President Donald Trump's decision to cancel Afghan peace talks will cost more American lives, the Taliban said while the United States promised to keep up military pressure on the militants, in a stunning reversal of efforts to forge a deal ending nearly 20 years of war in Afghanistan.
The Islamist group issued a statement hours after Trump unexpectedly canceled planned secret talks with the Taliban's "major leaders" at the presidential compound in Camp David, Maryland. He broke off the talks after the Taliban claimed responsibility for an attack in Kabul last week that killed an American soldier and 11 others.
Zabihullah Mujahid, a Taliban spokesman, criticised Trump for calling off the dialogue and said US forces have been pounding Afghanistan with attacks at the same time.
"This will lead to more losses to the US," he said in a statement. "Its credibility will be affected, its anti-peace stance will be exposed to the world, losses to lives and assets will increase."
In Washington, Secretary of State Mike Pompeo said that Afghan peace talks were on hold and Washington would not withdraw troops from the region until it was convinced the Taliban could follow through on any significant commitments.
The United States has recalled US special envoy for Afghanistan Zalmay Khalilzad to chart the path forward, Pompeo said in appearances on Sunday TV news shows.
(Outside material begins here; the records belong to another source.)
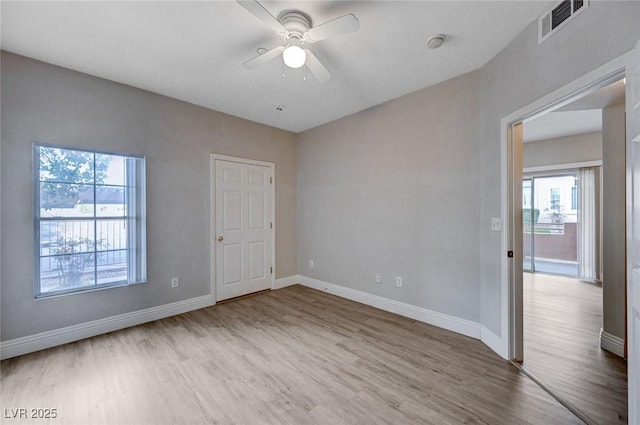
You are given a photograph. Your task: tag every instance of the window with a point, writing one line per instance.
(89, 220)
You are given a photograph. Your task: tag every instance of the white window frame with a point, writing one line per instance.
(135, 200)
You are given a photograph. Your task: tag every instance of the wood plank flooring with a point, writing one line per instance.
(291, 356)
(562, 321)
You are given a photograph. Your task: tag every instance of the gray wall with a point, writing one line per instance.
(614, 218)
(409, 187)
(563, 150)
(522, 73)
(41, 102)
(394, 189)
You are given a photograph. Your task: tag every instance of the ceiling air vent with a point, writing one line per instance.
(557, 17)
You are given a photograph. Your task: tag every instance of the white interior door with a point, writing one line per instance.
(633, 231)
(243, 227)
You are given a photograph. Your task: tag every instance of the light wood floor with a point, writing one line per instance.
(291, 356)
(562, 321)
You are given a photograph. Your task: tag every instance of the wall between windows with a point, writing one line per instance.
(522, 73)
(45, 103)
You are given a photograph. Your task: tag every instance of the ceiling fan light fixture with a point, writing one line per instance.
(436, 41)
(294, 56)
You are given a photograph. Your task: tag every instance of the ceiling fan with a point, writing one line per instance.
(296, 30)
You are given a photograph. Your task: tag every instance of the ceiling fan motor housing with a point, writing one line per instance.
(297, 24)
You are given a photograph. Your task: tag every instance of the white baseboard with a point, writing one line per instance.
(494, 342)
(28, 344)
(286, 281)
(445, 321)
(612, 343)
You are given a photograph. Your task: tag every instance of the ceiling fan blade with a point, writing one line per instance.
(263, 58)
(342, 25)
(316, 67)
(257, 10)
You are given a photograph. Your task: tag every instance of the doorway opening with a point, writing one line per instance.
(568, 196)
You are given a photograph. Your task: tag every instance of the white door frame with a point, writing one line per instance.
(212, 214)
(511, 331)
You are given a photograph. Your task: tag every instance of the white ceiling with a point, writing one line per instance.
(193, 51)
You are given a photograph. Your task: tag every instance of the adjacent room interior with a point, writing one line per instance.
(573, 201)
(296, 212)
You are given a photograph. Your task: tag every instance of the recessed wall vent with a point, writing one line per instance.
(558, 17)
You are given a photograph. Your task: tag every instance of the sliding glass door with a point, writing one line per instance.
(550, 223)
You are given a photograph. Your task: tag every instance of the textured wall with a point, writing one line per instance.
(41, 102)
(614, 260)
(395, 190)
(522, 73)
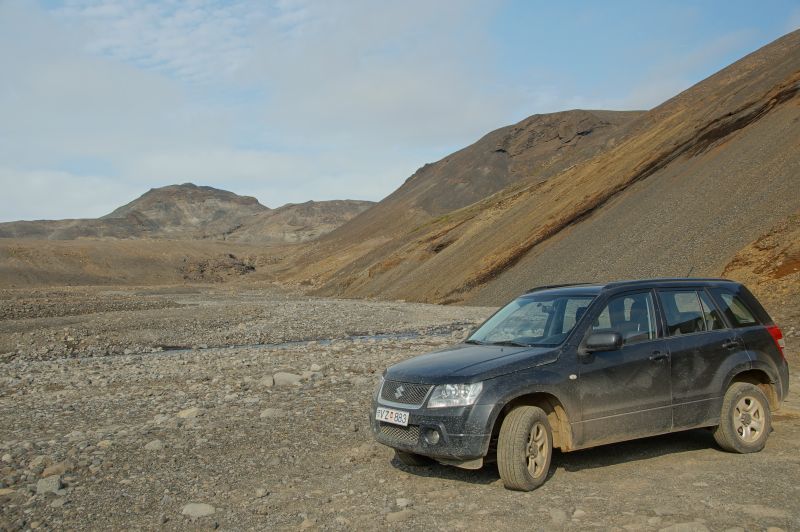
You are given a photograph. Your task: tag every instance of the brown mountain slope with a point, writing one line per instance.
(191, 212)
(532, 150)
(695, 179)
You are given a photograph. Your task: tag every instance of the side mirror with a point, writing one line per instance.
(610, 341)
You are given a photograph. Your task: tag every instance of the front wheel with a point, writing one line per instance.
(524, 448)
(745, 421)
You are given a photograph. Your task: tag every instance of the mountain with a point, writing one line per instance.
(299, 222)
(192, 212)
(188, 209)
(530, 151)
(680, 190)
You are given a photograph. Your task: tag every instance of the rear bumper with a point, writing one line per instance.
(464, 433)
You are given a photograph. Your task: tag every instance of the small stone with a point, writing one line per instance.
(665, 510)
(189, 413)
(686, 527)
(58, 503)
(155, 445)
(558, 516)
(57, 469)
(272, 413)
(286, 379)
(399, 517)
(196, 509)
(403, 503)
(48, 485)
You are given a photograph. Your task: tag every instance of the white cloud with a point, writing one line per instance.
(48, 195)
(286, 100)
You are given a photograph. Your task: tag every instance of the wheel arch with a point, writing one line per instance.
(762, 380)
(556, 415)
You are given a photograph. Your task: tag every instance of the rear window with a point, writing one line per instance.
(737, 312)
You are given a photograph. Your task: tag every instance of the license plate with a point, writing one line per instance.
(388, 415)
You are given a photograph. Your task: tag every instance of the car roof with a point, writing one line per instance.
(596, 288)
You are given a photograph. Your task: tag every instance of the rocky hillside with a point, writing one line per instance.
(680, 190)
(191, 212)
(530, 151)
(298, 222)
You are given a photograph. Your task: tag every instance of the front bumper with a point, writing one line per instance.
(464, 432)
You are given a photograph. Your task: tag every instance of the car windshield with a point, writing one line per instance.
(533, 320)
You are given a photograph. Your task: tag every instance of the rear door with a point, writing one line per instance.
(625, 393)
(700, 346)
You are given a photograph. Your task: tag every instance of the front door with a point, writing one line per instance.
(625, 393)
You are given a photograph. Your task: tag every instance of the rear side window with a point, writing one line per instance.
(736, 310)
(631, 315)
(683, 311)
(711, 315)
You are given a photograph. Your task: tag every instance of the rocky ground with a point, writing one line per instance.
(128, 409)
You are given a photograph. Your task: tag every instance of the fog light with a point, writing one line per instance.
(431, 436)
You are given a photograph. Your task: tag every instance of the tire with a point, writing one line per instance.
(524, 448)
(745, 421)
(411, 459)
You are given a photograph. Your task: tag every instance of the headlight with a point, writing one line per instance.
(454, 395)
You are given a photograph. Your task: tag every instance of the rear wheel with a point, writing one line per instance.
(411, 459)
(524, 448)
(745, 421)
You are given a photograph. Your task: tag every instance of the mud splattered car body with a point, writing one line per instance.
(577, 366)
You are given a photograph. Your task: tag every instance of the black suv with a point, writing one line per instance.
(574, 366)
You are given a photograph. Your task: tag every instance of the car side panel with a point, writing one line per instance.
(700, 364)
(552, 380)
(766, 357)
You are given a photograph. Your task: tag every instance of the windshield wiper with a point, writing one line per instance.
(508, 342)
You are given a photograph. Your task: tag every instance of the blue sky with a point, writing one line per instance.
(292, 100)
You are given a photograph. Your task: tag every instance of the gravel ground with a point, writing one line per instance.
(277, 437)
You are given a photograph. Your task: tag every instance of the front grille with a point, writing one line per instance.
(404, 393)
(408, 435)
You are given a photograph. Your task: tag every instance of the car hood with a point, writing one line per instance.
(467, 363)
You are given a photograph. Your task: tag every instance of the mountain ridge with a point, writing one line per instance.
(189, 211)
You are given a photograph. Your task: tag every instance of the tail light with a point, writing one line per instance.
(777, 335)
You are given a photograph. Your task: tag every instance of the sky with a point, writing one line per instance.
(297, 100)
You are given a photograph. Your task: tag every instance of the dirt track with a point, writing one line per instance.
(137, 437)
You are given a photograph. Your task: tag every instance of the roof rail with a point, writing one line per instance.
(548, 286)
(667, 279)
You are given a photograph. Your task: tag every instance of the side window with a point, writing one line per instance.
(736, 310)
(683, 312)
(573, 312)
(710, 313)
(631, 315)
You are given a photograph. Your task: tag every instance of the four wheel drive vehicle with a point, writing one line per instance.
(575, 366)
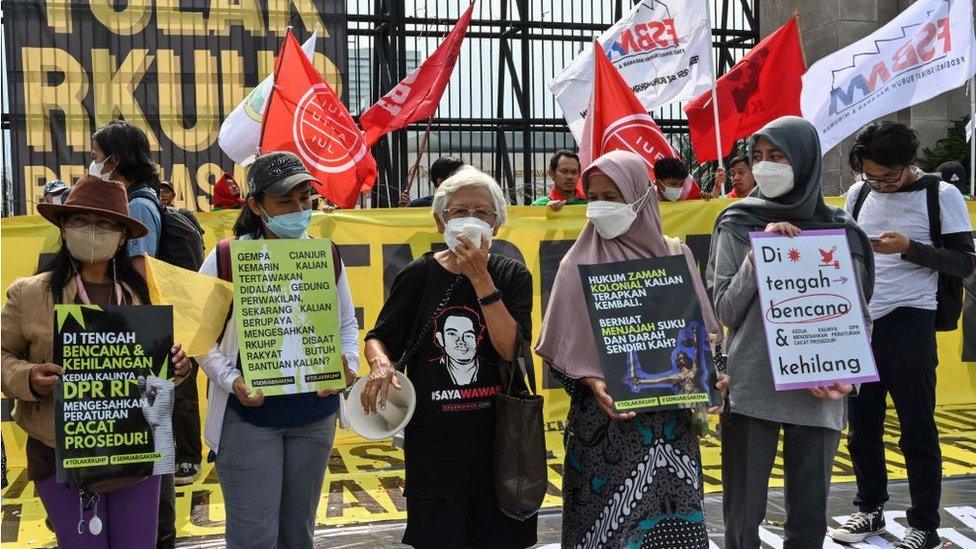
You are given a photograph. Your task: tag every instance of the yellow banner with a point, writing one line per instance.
(365, 479)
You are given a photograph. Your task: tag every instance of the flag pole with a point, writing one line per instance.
(718, 132)
(972, 140)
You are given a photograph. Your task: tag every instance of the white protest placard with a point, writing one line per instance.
(811, 310)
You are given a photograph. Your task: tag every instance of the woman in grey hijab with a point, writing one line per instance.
(786, 163)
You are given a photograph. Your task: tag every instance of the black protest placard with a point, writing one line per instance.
(650, 336)
(114, 402)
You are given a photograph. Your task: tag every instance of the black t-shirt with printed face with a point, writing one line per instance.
(449, 440)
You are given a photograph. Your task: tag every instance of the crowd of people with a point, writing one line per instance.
(453, 316)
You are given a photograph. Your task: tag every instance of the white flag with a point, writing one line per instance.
(240, 134)
(662, 48)
(926, 50)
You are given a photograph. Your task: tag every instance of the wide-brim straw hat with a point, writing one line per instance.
(94, 195)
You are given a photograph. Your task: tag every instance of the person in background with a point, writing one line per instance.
(788, 169)
(120, 152)
(606, 450)
(742, 180)
(441, 169)
(564, 168)
(955, 174)
(186, 411)
(92, 266)
(461, 307)
(226, 194)
(673, 182)
(895, 212)
(271, 452)
(55, 192)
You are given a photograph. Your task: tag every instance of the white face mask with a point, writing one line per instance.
(472, 227)
(772, 178)
(671, 194)
(612, 219)
(92, 243)
(96, 168)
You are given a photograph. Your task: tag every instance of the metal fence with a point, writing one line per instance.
(498, 113)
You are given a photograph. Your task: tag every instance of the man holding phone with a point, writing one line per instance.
(919, 229)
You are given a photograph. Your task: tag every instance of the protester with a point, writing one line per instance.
(92, 266)
(120, 152)
(563, 170)
(891, 203)
(55, 192)
(186, 411)
(742, 180)
(441, 169)
(226, 194)
(450, 317)
(271, 452)
(955, 174)
(603, 457)
(673, 182)
(788, 169)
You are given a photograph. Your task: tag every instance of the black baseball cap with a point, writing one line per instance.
(277, 173)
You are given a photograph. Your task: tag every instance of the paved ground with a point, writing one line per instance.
(958, 500)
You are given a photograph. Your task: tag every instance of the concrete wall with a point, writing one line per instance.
(829, 25)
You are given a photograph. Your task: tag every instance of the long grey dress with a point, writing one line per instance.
(631, 484)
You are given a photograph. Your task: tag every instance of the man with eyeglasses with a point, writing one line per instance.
(563, 170)
(892, 201)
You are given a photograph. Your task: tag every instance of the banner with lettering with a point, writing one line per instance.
(287, 315)
(113, 411)
(810, 299)
(175, 69)
(650, 334)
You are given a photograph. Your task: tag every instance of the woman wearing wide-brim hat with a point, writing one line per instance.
(90, 267)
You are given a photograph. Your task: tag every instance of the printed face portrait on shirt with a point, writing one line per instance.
(459, 331)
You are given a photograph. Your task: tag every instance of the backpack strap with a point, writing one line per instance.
(224, 273)
(862, 195)
(935, 213)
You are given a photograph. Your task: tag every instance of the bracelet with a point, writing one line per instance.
(490, 298)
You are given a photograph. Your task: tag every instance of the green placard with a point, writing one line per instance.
(287, 312)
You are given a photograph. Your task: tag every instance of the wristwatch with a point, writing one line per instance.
(490, 298)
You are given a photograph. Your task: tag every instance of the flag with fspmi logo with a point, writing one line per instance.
(927, 50)
(662, 48)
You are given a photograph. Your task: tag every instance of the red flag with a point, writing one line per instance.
(305, 116)
(617, 120)
(416, 97)
(763, 86)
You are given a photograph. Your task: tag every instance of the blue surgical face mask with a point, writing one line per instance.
(289, 225)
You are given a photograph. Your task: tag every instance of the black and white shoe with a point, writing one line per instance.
(920, 539)
(186, 473)
(859, 527)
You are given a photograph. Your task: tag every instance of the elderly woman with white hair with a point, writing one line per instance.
(450, 318)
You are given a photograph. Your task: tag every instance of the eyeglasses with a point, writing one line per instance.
(77, 222)
(488, 216)
(885, 181)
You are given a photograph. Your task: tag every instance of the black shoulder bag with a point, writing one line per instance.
(520, 443)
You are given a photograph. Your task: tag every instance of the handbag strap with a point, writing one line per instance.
(411, 351)
(522, 364)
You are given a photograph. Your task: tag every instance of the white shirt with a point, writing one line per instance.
(899, 283)
(220, 364)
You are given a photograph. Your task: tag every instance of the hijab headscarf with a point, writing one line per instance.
(561, 343)
(803, 206)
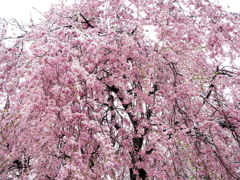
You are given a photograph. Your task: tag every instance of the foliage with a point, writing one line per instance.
(89, 94)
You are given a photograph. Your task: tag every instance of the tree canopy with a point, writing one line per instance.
(89, 93)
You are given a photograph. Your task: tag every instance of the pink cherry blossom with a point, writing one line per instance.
(89, 94)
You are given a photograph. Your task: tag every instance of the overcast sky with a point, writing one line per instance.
(21, 9)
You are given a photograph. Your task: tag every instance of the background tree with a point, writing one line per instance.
(88, 96)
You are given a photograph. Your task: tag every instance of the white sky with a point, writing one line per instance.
(21, 9)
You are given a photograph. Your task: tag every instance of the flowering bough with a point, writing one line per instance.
(86, 95)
Asked on "Fox News Sunday" whether Afghan talks were dead, Pompeo said, "For the time being they are."
The secret plans by Trump emphasised how much faith the US president puts on personal diplomacy, even with people previous heads of state would have avoided meeting for fear of granting them imprimatur – now apparently including members of a militant group the US government officially classifies as terrorists.